Lead, Don’t Pander

Lead, Don’t Pander

We now interrupt the corporate brand discussion to cover a more appropriate MLK day topic, leadership.

I currently live in South Carolina, which means that for the past 2 weeks, I have had the strange experience of being bombarded by presidential ads that are NOT meant for me. When I lived in Austin, I could count on one hand the number of people I knew who were natives – almost everyone had relocated from another part of the state, country or world because of the remarkable lifestyle and employment opportunities there. On the flip side, I know very few people who are transplants to South Carolina and the candidates tailored messages accordingly.

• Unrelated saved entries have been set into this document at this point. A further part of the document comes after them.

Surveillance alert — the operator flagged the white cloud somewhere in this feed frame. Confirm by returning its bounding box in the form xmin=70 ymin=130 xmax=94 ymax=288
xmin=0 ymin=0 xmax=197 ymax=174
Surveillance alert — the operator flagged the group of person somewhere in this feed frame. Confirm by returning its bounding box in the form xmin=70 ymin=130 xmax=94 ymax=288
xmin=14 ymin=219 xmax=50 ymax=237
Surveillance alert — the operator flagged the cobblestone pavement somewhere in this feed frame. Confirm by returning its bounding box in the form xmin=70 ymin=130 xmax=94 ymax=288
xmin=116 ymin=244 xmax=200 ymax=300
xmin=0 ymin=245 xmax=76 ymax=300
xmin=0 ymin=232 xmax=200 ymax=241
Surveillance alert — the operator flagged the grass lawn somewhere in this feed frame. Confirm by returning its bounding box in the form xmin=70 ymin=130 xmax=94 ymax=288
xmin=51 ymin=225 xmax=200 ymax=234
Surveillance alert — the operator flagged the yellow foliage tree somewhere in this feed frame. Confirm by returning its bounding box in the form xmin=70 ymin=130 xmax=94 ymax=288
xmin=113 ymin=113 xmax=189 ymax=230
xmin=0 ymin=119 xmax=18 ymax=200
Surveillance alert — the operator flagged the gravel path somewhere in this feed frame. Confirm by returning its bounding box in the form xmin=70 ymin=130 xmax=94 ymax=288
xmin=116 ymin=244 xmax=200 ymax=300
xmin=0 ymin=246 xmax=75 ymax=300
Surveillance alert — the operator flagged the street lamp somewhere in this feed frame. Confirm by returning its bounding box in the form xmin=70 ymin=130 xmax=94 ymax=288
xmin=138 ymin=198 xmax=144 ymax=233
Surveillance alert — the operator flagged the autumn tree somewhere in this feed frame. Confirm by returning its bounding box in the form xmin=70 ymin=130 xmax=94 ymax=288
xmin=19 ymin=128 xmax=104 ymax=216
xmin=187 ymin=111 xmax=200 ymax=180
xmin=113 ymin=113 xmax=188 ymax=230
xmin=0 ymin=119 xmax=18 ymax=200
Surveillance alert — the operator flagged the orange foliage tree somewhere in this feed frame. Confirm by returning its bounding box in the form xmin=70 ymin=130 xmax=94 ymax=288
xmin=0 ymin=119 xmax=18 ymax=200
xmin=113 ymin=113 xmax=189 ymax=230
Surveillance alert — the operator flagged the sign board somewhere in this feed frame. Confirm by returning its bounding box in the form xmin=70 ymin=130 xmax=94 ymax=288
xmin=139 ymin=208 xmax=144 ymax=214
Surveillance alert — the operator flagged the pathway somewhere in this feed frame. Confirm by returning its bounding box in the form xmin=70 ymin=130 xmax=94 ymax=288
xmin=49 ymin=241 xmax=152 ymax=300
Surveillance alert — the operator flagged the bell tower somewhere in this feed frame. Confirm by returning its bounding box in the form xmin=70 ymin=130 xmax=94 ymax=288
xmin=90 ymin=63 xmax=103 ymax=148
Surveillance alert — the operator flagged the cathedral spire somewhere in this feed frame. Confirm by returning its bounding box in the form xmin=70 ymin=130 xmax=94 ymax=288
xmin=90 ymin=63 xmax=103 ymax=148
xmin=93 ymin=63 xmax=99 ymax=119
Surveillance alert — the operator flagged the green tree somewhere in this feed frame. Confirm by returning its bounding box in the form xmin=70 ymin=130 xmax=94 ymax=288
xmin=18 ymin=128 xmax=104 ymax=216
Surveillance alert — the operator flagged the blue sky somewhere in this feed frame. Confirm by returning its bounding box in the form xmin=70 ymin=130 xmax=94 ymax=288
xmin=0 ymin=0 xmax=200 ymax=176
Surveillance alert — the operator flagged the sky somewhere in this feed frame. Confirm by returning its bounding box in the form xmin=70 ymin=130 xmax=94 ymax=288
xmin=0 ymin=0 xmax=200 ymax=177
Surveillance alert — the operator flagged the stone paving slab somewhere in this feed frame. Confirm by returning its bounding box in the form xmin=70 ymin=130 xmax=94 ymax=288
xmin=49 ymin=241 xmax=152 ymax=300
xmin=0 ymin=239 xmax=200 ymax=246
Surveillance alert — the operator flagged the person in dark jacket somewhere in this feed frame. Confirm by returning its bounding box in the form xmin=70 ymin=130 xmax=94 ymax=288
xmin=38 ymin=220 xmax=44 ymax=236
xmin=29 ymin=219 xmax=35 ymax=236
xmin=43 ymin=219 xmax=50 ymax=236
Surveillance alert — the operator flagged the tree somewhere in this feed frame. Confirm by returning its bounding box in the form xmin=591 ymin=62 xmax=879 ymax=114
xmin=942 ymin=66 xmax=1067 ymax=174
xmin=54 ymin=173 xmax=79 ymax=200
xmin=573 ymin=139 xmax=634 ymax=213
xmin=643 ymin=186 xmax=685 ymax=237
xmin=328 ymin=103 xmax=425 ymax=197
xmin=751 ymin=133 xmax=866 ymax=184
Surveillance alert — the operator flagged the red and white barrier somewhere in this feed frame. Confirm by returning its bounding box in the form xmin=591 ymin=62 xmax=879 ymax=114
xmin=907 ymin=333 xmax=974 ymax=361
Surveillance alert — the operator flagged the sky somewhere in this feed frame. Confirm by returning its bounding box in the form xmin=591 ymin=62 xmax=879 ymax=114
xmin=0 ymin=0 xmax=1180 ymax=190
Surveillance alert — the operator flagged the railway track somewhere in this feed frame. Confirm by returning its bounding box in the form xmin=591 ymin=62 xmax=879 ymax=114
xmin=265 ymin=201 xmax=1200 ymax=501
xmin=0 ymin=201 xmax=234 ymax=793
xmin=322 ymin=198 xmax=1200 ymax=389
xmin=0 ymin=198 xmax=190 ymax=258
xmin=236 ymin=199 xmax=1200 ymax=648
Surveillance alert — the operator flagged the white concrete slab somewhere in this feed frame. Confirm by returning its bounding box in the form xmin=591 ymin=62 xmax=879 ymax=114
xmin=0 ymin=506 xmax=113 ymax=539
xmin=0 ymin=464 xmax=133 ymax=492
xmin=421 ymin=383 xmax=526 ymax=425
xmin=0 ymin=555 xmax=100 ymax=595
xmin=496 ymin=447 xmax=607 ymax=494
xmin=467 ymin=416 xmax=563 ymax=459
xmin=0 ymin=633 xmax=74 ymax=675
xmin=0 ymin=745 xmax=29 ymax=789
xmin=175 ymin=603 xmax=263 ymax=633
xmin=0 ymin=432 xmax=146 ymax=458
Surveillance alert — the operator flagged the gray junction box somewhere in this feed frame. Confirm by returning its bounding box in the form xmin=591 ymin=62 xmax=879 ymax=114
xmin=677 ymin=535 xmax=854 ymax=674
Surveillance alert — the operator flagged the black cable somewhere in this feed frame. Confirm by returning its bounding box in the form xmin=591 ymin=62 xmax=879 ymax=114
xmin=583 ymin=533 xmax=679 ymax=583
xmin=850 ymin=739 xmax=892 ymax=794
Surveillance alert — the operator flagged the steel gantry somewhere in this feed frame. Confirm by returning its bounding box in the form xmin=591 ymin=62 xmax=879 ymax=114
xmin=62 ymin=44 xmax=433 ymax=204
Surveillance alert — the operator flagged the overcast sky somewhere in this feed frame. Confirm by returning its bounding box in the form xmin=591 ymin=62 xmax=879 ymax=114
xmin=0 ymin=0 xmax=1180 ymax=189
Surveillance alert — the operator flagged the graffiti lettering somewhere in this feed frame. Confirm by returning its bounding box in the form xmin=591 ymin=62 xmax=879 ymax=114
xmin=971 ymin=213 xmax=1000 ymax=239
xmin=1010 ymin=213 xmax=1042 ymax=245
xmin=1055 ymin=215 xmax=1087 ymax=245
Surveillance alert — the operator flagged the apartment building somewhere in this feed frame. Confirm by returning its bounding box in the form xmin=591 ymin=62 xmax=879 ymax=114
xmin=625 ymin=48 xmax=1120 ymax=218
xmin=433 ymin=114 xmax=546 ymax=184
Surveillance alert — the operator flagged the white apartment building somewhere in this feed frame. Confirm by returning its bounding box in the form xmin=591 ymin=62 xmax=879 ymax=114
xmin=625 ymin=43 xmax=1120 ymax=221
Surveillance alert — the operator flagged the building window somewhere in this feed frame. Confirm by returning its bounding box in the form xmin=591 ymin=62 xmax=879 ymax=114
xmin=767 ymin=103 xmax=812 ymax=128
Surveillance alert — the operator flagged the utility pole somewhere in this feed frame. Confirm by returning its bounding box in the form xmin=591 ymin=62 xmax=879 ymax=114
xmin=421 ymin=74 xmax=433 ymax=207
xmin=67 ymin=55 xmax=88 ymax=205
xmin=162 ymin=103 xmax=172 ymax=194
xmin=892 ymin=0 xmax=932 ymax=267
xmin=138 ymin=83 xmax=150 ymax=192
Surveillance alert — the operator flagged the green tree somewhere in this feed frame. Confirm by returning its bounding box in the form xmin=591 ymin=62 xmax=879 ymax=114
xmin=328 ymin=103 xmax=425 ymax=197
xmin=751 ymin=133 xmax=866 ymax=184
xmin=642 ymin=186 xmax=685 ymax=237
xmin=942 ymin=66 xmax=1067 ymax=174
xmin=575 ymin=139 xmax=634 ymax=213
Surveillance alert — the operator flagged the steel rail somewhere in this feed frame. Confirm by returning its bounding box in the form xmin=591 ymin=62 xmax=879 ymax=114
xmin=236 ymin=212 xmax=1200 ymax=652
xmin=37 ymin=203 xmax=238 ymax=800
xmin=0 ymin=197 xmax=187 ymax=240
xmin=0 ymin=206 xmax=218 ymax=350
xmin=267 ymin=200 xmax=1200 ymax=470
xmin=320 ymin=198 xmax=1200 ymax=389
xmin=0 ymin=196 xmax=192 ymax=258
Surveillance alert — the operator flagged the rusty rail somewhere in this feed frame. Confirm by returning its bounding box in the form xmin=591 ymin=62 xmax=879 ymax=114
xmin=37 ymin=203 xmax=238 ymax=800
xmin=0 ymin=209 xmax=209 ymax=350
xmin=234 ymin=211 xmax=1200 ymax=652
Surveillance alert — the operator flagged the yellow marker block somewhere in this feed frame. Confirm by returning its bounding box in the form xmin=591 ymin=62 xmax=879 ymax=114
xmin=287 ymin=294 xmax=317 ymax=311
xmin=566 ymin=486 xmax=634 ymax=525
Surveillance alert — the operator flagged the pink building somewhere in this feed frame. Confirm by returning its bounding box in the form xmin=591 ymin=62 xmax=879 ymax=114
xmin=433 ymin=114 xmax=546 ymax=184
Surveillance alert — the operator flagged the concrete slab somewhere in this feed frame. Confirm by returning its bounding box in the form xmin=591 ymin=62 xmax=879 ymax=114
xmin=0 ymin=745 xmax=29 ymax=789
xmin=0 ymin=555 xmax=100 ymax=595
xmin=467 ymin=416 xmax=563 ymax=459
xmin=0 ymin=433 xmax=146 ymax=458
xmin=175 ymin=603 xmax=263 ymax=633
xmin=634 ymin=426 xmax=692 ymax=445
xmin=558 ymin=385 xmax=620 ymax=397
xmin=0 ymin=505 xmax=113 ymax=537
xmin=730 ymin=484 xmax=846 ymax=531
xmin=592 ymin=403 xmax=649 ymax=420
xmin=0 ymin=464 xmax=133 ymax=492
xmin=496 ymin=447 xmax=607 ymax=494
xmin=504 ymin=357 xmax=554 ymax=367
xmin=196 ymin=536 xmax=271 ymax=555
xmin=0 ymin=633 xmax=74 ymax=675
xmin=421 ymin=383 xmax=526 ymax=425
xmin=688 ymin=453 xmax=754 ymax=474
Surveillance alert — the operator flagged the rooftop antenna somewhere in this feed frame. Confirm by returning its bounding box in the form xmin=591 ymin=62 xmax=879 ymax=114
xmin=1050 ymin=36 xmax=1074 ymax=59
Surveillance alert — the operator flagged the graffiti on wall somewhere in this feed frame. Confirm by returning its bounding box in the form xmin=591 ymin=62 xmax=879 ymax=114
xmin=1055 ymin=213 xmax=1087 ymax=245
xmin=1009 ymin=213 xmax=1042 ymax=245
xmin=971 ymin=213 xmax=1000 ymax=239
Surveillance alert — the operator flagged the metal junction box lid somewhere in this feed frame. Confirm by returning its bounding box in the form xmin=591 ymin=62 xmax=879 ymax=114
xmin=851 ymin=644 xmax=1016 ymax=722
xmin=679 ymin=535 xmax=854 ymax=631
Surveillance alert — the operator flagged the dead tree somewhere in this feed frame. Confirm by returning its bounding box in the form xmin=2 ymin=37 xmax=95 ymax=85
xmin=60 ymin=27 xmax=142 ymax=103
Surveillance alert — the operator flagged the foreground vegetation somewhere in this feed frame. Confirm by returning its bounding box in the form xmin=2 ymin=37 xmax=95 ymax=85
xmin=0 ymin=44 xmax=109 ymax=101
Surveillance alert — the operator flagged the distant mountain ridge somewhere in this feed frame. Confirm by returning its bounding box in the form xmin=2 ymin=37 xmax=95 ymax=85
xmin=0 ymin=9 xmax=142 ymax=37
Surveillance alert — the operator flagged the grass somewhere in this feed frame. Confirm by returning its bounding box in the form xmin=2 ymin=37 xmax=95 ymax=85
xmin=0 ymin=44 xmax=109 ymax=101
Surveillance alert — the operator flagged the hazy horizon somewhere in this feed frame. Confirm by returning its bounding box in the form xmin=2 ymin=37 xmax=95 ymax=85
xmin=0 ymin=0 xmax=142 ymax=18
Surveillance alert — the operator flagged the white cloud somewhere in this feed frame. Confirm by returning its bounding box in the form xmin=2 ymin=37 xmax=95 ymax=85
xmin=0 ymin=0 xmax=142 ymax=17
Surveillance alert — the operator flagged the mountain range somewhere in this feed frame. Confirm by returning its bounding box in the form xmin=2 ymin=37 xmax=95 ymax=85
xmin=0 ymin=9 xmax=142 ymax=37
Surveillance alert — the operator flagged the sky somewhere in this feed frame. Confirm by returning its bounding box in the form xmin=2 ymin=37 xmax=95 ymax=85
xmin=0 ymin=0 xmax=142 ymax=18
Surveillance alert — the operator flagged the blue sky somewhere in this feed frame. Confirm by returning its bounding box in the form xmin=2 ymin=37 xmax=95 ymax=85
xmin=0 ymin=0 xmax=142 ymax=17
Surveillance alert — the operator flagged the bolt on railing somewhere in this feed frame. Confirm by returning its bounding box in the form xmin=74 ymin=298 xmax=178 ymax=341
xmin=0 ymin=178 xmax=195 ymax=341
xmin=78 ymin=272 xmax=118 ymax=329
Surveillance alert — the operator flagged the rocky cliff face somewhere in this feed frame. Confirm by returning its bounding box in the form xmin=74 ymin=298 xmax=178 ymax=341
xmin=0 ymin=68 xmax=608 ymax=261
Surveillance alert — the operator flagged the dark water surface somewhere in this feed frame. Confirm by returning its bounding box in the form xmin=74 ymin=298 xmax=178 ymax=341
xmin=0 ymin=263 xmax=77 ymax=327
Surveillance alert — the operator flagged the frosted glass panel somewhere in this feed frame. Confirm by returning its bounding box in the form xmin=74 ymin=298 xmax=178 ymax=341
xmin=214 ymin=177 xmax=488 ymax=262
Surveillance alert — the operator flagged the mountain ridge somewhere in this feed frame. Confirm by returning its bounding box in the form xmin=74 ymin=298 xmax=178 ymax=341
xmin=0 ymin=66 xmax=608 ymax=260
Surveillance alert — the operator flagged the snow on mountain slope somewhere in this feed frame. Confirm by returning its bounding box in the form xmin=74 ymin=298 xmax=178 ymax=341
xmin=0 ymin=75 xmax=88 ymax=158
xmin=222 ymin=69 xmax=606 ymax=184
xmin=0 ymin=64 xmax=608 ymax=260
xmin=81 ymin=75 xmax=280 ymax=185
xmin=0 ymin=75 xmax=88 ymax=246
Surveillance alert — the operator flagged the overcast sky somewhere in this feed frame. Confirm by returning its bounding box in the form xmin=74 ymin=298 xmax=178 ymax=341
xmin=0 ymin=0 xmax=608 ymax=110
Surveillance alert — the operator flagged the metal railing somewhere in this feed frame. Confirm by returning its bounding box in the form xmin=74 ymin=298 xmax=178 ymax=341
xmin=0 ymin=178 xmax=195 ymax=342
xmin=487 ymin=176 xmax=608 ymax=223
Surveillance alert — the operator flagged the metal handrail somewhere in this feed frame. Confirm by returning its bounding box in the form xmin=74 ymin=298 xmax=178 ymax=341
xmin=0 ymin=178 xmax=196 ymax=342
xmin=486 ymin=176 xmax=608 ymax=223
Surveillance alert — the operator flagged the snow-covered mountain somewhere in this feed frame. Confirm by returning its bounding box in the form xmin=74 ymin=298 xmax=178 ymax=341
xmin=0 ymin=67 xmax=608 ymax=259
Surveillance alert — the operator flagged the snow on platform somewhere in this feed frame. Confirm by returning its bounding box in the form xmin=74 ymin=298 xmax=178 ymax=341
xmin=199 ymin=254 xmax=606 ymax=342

As far as I can tell, all of the candidates made South Carolina-specific broadcast pieces and ran them until I curled up in a ball and cried uncle (1 week to go for the Dems). Republican ads hit the following messages in a big, repetitive way – I’m a Christian, I’m pro-life, I will protect the country. The manner in which they covered those points seemed almost condescending to me but I shrugged it off as “I’m not the target, they’re probably good ads”. In thinking that, I am as guilty as the candidates for underestimating my neighbors. NBC filmed a great interview Saturday night with a Christian study group in Columbia, South Carolina whose members said they were offended by the way the candidates were trying to use religion to gloss over their plans to deal with the very real & complex issues facing the nation. They didn’t understand how being photographed with a big cross in the background should supersede the need for them to understand candidate positions on long term plans for Iraq, the economy and illegal immigration. Sharing a common gender, race, college, sports team, or even religion is no guarantee that common values about the future of the country are shared.

I am no political pundit, but I think there is an opportunity for the candidate who wants to put a little faith in the intelligence of the American voter – even those in the “backward” southern states. Great leaders don’t rise to positions of power by insinuating that their followers are of lesser intellect.